Pictured: Paramedics wearing PPE wheel a patient from an ambulance outside the emergency department of the Royal London Hospital on January 19

I leave for another night shift at 6.30pm but no ambulance is available as the day crew are stuck in a queue outside a hospital. 

When one does arrive, we are immediately dispatched to a ‘flagged’ address – meaning the caller has a history of abuse to paramedics.

We are on high alert in case things turn nasty but there’s no cause to call the police. The patient is suffering abdominal pains but is still, I notice, able to drink four cans of extra-strong lager.

I’ve been to the next caller’s house countless times. He has leg pain but we can’t rule out a clot so take him in. Both calls take nearly six hours. It’s going to be a long night.
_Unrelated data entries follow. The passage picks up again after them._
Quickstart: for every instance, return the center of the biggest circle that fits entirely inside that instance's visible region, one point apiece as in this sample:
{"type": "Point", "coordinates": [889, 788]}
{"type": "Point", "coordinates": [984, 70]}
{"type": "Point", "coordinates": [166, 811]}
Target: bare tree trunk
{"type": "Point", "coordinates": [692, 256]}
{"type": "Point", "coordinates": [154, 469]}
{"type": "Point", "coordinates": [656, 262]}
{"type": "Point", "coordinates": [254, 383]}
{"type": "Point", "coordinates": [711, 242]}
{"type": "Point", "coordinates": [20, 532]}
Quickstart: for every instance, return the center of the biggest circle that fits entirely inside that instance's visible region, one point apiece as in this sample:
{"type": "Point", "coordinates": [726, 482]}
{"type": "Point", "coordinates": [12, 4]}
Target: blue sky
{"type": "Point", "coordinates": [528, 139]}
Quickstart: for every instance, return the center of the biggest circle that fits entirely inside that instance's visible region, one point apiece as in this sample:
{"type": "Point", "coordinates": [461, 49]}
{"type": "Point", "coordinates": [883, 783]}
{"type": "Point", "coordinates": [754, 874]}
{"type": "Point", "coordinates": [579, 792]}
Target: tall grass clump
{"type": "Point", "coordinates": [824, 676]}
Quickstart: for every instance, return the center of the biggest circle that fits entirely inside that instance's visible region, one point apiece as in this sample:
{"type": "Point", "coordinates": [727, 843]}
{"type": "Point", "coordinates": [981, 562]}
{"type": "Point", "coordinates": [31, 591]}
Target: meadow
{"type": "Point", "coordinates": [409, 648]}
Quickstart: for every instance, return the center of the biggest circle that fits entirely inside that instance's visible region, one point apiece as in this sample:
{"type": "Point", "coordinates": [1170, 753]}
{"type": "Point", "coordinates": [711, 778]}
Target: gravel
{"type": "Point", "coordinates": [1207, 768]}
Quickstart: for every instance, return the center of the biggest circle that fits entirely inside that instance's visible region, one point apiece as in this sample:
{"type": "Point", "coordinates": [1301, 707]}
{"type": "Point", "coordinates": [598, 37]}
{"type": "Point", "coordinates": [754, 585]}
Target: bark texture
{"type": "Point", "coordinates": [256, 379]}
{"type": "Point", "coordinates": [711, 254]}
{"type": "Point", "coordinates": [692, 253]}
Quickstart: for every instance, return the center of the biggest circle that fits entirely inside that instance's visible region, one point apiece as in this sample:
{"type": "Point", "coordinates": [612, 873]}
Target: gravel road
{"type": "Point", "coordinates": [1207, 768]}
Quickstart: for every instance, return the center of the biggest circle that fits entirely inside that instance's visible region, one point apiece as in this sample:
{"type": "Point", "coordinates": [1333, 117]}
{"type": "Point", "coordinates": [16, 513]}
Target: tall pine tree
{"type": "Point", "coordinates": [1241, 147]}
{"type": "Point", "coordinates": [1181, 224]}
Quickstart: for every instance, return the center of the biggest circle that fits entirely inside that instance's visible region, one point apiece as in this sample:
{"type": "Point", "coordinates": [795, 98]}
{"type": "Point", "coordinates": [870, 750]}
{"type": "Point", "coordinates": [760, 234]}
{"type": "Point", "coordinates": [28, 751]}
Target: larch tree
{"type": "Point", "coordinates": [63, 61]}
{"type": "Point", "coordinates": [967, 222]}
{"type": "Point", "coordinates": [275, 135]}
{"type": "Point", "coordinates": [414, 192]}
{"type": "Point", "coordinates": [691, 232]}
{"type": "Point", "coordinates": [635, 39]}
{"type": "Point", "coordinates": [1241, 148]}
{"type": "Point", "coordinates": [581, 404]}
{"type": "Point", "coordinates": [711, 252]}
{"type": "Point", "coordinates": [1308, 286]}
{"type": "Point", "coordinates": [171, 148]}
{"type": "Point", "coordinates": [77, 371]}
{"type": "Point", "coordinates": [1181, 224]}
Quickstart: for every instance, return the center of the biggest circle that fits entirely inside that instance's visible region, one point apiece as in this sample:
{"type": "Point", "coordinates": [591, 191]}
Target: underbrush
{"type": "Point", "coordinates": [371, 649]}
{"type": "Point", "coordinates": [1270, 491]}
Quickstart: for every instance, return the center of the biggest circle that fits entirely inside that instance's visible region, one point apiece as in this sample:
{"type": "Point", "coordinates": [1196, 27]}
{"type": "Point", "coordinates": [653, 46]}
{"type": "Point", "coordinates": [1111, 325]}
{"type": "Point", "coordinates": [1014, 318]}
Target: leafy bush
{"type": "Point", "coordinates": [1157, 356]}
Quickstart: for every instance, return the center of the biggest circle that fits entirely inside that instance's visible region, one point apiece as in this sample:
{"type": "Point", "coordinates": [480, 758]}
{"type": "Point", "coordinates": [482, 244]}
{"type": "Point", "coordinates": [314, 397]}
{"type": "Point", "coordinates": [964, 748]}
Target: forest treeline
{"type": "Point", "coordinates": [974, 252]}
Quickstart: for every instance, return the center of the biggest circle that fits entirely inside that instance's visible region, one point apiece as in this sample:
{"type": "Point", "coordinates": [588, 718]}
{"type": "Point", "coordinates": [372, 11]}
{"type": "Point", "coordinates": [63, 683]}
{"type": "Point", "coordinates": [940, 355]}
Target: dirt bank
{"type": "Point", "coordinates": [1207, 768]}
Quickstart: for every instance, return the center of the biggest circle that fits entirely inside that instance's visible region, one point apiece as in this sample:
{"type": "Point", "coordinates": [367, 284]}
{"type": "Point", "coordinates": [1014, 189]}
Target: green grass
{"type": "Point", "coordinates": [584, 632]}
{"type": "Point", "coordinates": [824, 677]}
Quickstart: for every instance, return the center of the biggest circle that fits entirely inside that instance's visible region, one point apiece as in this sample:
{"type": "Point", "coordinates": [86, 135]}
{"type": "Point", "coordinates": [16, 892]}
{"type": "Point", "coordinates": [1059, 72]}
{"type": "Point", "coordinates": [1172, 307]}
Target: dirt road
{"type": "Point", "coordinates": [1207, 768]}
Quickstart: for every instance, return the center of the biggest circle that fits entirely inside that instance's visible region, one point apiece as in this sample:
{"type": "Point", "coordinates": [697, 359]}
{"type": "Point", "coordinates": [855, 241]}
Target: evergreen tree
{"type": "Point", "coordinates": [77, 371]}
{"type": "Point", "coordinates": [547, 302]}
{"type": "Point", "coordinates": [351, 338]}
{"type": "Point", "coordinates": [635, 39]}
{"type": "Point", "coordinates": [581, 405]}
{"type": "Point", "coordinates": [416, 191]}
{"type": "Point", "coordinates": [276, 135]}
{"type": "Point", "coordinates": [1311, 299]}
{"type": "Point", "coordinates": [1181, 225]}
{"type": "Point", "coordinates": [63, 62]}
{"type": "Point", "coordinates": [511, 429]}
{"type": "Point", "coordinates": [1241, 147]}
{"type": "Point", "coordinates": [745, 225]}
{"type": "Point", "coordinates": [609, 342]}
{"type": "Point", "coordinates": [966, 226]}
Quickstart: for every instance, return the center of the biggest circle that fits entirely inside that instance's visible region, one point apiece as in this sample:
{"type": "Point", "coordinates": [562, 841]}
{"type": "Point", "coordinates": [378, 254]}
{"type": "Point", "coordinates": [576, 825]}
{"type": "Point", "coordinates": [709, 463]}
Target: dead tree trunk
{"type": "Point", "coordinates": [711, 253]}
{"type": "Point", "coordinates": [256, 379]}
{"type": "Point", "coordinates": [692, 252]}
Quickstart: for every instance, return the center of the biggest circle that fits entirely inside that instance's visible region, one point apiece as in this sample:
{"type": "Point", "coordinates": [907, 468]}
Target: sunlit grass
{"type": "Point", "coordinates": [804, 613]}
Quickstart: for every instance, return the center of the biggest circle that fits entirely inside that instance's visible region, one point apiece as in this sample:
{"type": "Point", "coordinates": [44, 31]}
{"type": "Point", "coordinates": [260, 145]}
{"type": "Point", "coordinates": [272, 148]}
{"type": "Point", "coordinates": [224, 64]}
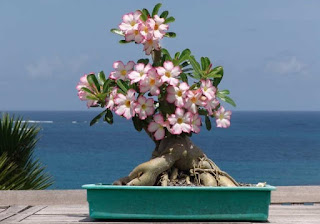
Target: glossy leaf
{"type": "Point", "coordinates": [97, 118]}
{"type": "Point", "coordinates": [109, 116]}
{"type": "Point", "coordinates": [102, 77]}
{"type": "Point", "coordinates": [117, 31]}
{"type": "Point", "coordinates": [93, 81]}
{"type": "Point", "coordinates": [208, 123]}
{"type": "Point", "coordinates": [184, 55]}
{"type": "Point", "coordinates": [137, 123]}
{"type": "Point", "coordinates": [156, 9]}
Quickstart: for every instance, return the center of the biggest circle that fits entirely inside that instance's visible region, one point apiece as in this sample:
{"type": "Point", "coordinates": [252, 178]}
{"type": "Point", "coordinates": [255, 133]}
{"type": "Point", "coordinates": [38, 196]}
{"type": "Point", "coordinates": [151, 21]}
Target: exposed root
{"type": "Point", "coordinates": [177, 161]}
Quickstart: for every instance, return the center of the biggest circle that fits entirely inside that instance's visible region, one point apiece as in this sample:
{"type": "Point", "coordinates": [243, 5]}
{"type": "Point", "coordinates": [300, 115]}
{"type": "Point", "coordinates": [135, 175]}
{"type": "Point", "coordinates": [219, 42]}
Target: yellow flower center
{"type": "Point", "coordinates": [168, 74]}
{"type": "Point", "coordinates": [123, 72]}
{"type": "Point", "coordinates": [152, 82]}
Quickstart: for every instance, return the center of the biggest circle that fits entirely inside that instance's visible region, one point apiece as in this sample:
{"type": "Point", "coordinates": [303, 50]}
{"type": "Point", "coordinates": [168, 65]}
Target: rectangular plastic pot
{"type": "Point", "coordinates": [178, 203]}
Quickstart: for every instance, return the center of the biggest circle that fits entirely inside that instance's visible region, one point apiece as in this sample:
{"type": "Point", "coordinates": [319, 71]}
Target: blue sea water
{"type": "Point", "coordinates": [280, 148]}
FRIDAY: I THINK OF FOUR MATES KILLED BY THE VIRUS

At 2am we attend a man in his late 30s suffering from a post-Covid cough and chest pain. He says he doesn’t want to come in and will call his GP on Monday morning if his symptoms worsen. What if it’s too late by then?

Just before 4am, I’m playing midwife again. Another perfect little boy, this time born on the bedroom floor. But just 90 seconds before our shift is due to end we are diverted.

A man in his early 80s has died of a suspected heart attack in his sleep. His distraught wife attempts CPR but I have to tell her it’s over. I fill out a Recognition of Life Extinct Form and wait for the police.

On the way back to the station my colleague is quiet. He tells me that he feels there is no end in sight.

I don’t reply. There’s only so long that you can run on adrenaline.

Most of my colleagues are burnt-out. Four of them have sadly died with the virus and there will probably be more.